If you find yourself or a loved one struggling with clutter that has increased during the pandemic, try limiting your news and social media intake. Even a few minutes of news can noticeably increase my anxiety level (especially during what used to be called “summer” and “harvest” and is now called “fire season”). I’m limiting my news to reading the Register and just the headlines of one national newspaper. I find that’s usually plenty. Too much news is mental clutter.

Delete social media groups or “friends” who insist on posting bad news or things you find disturbing. People collect and hoard “friends” and “followers”; let go of these if they don’t make you feel good just as you would a too tight pair of shoes.

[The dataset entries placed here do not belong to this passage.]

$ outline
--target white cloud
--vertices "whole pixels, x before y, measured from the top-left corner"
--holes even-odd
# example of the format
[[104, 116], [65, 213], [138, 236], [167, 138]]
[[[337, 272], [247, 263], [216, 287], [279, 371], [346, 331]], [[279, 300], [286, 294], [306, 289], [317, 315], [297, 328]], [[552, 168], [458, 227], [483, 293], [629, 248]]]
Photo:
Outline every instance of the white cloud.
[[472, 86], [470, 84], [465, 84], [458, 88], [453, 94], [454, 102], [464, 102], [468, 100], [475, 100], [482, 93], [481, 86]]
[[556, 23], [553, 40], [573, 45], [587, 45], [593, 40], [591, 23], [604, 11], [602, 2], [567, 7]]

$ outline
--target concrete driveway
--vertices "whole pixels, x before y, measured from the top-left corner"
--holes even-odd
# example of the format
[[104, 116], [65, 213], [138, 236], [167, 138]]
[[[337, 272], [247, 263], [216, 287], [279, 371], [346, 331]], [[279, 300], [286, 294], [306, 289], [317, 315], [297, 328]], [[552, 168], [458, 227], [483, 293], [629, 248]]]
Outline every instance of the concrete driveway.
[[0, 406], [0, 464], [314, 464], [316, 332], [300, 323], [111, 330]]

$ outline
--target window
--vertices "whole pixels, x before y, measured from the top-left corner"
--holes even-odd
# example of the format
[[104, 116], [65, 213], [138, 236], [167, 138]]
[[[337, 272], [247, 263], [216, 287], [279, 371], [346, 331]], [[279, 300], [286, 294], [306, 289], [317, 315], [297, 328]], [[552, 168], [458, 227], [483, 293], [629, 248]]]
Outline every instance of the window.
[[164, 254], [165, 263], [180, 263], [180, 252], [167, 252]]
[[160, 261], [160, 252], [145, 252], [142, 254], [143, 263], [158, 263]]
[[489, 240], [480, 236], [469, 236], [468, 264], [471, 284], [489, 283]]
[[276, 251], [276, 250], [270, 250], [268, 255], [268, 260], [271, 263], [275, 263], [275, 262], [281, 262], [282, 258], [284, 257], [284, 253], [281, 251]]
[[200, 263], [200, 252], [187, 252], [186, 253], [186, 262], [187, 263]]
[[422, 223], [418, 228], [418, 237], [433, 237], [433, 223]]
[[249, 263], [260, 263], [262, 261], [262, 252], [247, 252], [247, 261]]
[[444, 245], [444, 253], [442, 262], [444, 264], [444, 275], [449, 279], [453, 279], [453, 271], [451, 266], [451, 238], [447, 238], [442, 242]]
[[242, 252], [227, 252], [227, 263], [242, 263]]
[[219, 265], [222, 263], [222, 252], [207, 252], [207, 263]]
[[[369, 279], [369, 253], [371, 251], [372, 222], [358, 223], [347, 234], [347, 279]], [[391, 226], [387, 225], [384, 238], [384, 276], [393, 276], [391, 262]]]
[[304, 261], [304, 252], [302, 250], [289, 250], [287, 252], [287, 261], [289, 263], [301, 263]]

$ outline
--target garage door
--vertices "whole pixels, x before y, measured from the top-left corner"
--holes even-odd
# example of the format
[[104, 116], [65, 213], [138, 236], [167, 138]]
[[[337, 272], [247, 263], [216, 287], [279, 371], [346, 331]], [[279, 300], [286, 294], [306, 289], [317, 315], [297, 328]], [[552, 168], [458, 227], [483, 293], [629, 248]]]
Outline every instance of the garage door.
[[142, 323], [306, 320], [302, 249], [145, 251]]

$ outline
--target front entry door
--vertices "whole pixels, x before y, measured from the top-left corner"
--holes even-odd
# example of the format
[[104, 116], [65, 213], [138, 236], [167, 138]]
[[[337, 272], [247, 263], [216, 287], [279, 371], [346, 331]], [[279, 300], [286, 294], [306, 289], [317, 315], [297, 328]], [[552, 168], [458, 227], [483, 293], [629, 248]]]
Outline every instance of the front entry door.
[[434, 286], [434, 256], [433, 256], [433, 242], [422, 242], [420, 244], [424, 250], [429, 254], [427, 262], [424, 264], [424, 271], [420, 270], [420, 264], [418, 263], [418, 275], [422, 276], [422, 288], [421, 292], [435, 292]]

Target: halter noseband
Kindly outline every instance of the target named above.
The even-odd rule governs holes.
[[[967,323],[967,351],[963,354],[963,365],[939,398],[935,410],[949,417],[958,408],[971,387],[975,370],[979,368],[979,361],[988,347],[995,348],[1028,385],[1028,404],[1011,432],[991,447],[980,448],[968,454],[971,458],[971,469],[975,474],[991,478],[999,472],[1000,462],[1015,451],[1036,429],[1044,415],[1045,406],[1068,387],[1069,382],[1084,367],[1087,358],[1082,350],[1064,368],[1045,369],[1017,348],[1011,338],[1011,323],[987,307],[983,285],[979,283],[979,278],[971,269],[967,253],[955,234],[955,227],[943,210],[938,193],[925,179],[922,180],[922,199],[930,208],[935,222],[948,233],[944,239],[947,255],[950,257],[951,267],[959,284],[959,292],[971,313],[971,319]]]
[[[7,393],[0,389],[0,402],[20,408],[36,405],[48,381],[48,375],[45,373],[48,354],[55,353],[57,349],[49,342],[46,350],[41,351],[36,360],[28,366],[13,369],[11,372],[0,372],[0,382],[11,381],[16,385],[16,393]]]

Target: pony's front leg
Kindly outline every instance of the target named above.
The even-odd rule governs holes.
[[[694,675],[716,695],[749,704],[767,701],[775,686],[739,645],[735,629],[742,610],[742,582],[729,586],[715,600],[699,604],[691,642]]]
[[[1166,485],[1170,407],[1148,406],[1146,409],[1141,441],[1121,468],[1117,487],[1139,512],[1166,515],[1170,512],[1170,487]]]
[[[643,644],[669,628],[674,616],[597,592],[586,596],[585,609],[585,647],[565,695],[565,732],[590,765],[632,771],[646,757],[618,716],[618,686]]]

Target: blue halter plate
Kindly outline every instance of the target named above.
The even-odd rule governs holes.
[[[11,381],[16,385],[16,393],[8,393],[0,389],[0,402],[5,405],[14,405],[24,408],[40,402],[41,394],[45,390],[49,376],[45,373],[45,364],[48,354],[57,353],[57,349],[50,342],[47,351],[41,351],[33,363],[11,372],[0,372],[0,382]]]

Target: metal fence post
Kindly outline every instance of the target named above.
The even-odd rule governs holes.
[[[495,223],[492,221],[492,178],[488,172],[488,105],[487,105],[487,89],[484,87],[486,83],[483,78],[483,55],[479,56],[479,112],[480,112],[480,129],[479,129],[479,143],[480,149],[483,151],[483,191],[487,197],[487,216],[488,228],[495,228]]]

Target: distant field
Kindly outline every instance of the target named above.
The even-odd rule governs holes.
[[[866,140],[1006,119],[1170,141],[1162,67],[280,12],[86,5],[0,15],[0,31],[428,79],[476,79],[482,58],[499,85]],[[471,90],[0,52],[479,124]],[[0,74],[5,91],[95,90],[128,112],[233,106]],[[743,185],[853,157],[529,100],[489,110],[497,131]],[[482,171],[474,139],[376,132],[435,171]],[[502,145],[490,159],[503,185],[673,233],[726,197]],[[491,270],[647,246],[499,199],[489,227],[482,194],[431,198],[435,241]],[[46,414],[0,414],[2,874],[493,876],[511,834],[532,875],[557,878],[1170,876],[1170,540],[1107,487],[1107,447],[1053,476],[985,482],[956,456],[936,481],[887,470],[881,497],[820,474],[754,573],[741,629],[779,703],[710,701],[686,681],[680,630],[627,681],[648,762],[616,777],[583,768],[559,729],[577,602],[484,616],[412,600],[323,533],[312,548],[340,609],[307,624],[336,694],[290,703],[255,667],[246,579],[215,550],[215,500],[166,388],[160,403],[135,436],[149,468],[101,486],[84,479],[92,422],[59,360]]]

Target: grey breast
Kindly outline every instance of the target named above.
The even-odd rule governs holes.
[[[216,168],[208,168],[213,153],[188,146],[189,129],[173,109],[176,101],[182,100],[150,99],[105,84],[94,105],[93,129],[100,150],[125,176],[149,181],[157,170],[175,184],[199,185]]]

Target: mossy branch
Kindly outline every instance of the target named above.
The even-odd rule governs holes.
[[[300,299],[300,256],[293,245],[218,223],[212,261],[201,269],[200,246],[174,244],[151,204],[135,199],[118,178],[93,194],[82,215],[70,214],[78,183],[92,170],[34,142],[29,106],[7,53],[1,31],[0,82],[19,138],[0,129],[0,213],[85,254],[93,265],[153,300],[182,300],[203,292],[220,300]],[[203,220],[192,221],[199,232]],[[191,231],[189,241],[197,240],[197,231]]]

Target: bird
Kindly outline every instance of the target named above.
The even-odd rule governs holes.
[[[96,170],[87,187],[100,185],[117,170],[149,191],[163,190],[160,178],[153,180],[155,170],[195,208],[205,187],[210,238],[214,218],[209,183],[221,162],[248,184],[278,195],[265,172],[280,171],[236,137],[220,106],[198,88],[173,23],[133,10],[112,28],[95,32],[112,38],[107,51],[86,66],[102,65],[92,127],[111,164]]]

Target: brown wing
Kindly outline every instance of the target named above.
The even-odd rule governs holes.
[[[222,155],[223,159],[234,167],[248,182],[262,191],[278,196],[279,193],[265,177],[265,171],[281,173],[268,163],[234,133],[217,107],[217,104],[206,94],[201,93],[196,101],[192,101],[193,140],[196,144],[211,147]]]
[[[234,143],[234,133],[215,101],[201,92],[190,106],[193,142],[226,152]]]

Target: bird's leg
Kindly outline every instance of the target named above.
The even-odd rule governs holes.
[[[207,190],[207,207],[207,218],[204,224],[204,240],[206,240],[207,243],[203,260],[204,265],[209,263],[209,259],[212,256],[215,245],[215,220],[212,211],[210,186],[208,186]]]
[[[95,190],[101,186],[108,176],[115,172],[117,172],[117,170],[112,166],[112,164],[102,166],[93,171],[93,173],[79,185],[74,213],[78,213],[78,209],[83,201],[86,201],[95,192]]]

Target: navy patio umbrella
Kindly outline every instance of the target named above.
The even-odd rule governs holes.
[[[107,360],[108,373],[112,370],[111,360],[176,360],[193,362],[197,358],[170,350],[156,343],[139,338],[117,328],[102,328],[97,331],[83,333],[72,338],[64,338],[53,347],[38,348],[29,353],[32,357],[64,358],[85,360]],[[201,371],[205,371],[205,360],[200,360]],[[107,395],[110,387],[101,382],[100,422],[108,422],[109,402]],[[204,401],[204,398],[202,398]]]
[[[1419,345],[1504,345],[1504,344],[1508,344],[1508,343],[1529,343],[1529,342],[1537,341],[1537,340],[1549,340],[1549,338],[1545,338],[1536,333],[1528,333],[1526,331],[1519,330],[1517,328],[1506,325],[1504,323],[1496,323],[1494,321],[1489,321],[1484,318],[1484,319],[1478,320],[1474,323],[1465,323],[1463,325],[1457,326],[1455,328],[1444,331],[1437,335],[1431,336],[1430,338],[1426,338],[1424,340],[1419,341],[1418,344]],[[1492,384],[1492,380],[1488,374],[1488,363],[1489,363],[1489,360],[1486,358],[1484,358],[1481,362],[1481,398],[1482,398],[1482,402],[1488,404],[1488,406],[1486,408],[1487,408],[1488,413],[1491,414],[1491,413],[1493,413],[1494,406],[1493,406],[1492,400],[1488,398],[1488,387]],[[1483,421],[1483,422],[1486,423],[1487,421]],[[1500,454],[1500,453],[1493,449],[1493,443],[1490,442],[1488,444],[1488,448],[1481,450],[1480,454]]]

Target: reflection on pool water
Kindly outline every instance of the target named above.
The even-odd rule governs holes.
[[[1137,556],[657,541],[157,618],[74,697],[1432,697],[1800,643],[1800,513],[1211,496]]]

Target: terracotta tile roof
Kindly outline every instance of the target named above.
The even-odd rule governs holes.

Since pandemic anxiety relates to health, someone whose hoarding is becoming unmanageable might respond well to arguments about the health benefits of having less clutter. Beyond the cleanliness aspect, clutter makes the home an obstacle course, full of shin banging, toe snagging tripping hazards. If the person is at all interested in living in their home into old age, they might agree that the clutter is becoming hazardous and needs to be addressed. Having the hard conversations about hoarding and creating a plan to deal with it is essential before the first magazine can be recycled or worn out sneakers can be tossed.

Think about what it would take to find a level of comfort in having people come into the home to help clean, declutter and fix. Proof of vaccination, masks, gloves, hand sanitizing and other precautions would be fine with most professionals who work in private residences.

Getting out of the house entirely might be the best anxiety alleviator of all. Interacting with community, exercising in a group, spending time in nature and getting into service are all great for a refreshed perspective.